No presente artigo, objetiva-se debater sobre as implicações da divisão territorial dos países africanos no decorrer do domínio colonial em África que oportunizou a exploração dos recursos naturais, a depreciação dos conhecimentos africanos, além disso, considerando- os como exóticos, incluindo a inferiorização do mesmo povo o que posteriormente influenciou o comércio transatlântico onde os povos africanos foram arrancados nas suas terras, isto é, da África e levados para a Europa e América para serem escravizados nos países que compõem estes continentes.
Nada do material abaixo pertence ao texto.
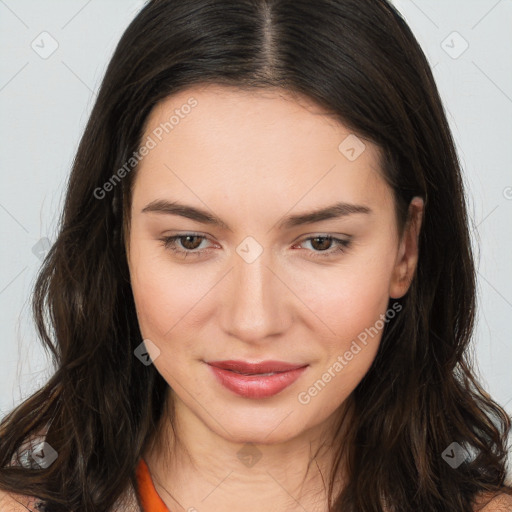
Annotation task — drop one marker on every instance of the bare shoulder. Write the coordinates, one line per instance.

Sendo assim, Wolfgang Döpcke (1999, p. 77) afirma arbitrariedade “pela qual as fronteiras foram impostas às sociedades africanas pelos colonizadores europeus, ignorando as realidades étnicas, geográficas, ecológicas e políticas existentes”.
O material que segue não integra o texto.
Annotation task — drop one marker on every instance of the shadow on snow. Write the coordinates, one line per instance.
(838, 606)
Essa incursão europeia, acarretou ampla desintegração das comunidades africanas e ainda invisibilizou os saberes intrínsecos e aniquilou as identidades culturais existentes para promover a assimilação das culturas, hábitos e dos conhecimentos eurocêntricos. Nela, a exploração passou a ser pautada pelos interesses ligados aos recursos naturais, tais como ouro, cobre, tecidos, diamantes e entre outros, nos polos geográficos estratégicos situados perto ao Mar Mediterrâneo, tendo em vista suas vantagens para o comércio marítimo, o que possibilita a transportação das riquezas dos países africanos para abastecer os mercados da Europa, América, Índia. Esse cenário, contribuiu para o enfraquecimento das indústrias e da economia africana.
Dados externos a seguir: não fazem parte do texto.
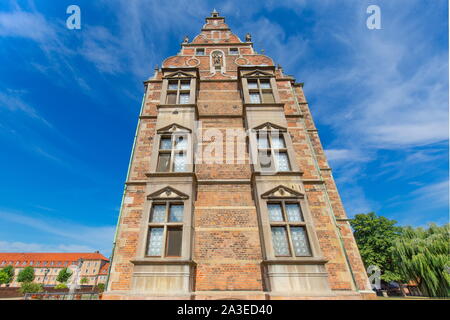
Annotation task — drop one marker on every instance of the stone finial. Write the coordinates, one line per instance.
(217, 58)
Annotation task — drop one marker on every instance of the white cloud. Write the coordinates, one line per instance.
(25, 24)
(16, 246)
(434, 195)
(100, 237)
(13, 102)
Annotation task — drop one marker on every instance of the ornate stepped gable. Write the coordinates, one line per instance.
(244, 229)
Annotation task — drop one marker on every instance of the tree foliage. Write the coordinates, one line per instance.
(84, 280)
(6, 275)
(101, 287)
(26, 275)
(64, 275)
(61, 285)
(30, 287)
(375, 236)
(423, 257)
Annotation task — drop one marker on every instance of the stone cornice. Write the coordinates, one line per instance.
(296, 260)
Diante disso, Ahmed Idha Salim ressalta que:

Neste sistema capitalista mercantilista, a exploração dos recursos humanos e materiais das sociedades do Leste africano revestiu‑se na forma de uma troca desigual que se estabeleceu duravelmente entre, por um lado, os mercadores estrangeiros parasitas estabelecidos em Zanzibar e, por outro lado, os povos do litoral e do interior. Os lucros substanciais assim obtidos eram transferidos para a Europa, América e Índia e não eram praticamente investidos no desenvolvimento material ou técnico da África Oriental. Os artigos importados, os quais eram trocados pelos produtos do Leste africano, tais como o marfim, eram artigos de consumo de baixo custo que não serviriam para a formação de capital. A importação de alguns destes artigos prejudicava as indústrias locais: a indústria têxtil de Lamu e dos portos do Benadir foi duramente atingida pela importação de tecidos de algodão asiáticos, a princípio, e, em seguida, americanos (SALIM, 2010, p. 273).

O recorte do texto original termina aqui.